Обид на отца у Павла накопилось много. Все — тетка, Никин, старые отцовские друзья — говорили ему, что отец его «то», отец «се». А вот он, Павел, «ни то, ни се». Потому он колебался от восторженной любви к отцу до глухой, молчаливой злости.
…Отец его умер так давно, что он точно не знал, помнит ли его или просто склеил мозговую модель из рассказов, фотографий и автопортретов отца, написанных дотошно, с великим любопытством к самому себе.
Павлу нравились отцовские фото. Тон их изображения сиреневый (процессы на хромовых ядовитых соединениях), а сверхчеткость больших камер выявила все — в глазах радужку, в нелепых старых одеждах — все ниточки.

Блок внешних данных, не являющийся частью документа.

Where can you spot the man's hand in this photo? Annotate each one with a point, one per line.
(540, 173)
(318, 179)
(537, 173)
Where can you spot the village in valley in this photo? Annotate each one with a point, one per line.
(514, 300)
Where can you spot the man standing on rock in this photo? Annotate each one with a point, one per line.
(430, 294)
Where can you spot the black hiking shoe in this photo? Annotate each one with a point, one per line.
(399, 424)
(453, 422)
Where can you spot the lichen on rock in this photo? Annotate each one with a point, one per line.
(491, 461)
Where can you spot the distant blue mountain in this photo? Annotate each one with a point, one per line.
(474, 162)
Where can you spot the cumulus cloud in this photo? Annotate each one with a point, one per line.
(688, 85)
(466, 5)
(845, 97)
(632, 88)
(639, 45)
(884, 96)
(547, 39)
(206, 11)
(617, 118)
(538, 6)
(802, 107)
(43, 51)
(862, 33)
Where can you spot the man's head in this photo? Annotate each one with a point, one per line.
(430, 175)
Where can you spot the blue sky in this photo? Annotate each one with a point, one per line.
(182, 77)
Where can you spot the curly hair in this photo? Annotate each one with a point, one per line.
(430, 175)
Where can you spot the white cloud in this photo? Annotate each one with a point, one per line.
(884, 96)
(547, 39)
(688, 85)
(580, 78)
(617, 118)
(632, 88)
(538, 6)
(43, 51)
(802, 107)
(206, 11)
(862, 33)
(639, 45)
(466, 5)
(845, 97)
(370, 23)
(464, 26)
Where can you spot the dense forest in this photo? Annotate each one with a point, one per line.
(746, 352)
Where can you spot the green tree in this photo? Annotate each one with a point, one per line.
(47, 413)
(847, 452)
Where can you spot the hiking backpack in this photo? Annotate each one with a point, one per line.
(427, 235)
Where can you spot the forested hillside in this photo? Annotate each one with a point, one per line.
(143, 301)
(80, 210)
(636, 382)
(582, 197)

На одной отец был снят мастеровым, в хромовых сапогах гармошкой, на других — царским солдатом с большими усами. А там и с матерью Павла. Но всюду выдвигался его тяжелый подбородок.
Железная воля! Она — в тяжести нижней части его лица (зато лоб поэтический, светлый). Тетка испортила Павлу детство попреками и рассказами об отце, какой тот был в его возрасте умный и взрослый. Словом, не Павел… А знавшие отца художники? Они все караулят — не стал ли проступать в Павле отец? С тем и картины его рассматривают.
Говорят так: «Колорит от отца… Рука твердая… Но жаль, что в локотках жидковат».
А их советы: «Ты, Павлуша, изучи манеру отца и береги этюды — это большой художнический капитал. Вскипяти-ка вечерком чайку, мы после правления зайдем».
…Вот что Павлу хотелось сейчас — пусть отец выйдет к нему на лесную эту дорогу. Павел бы не испугался его, а — обрадовался. Они бы шли, говорили, советовались.
…Старики приезжали, набившись в два такси. И был еще один вечер отцовского посмертного торжества. Павел у стола перекладывал этюды, художники смотрели их, тетка жарила пирожки.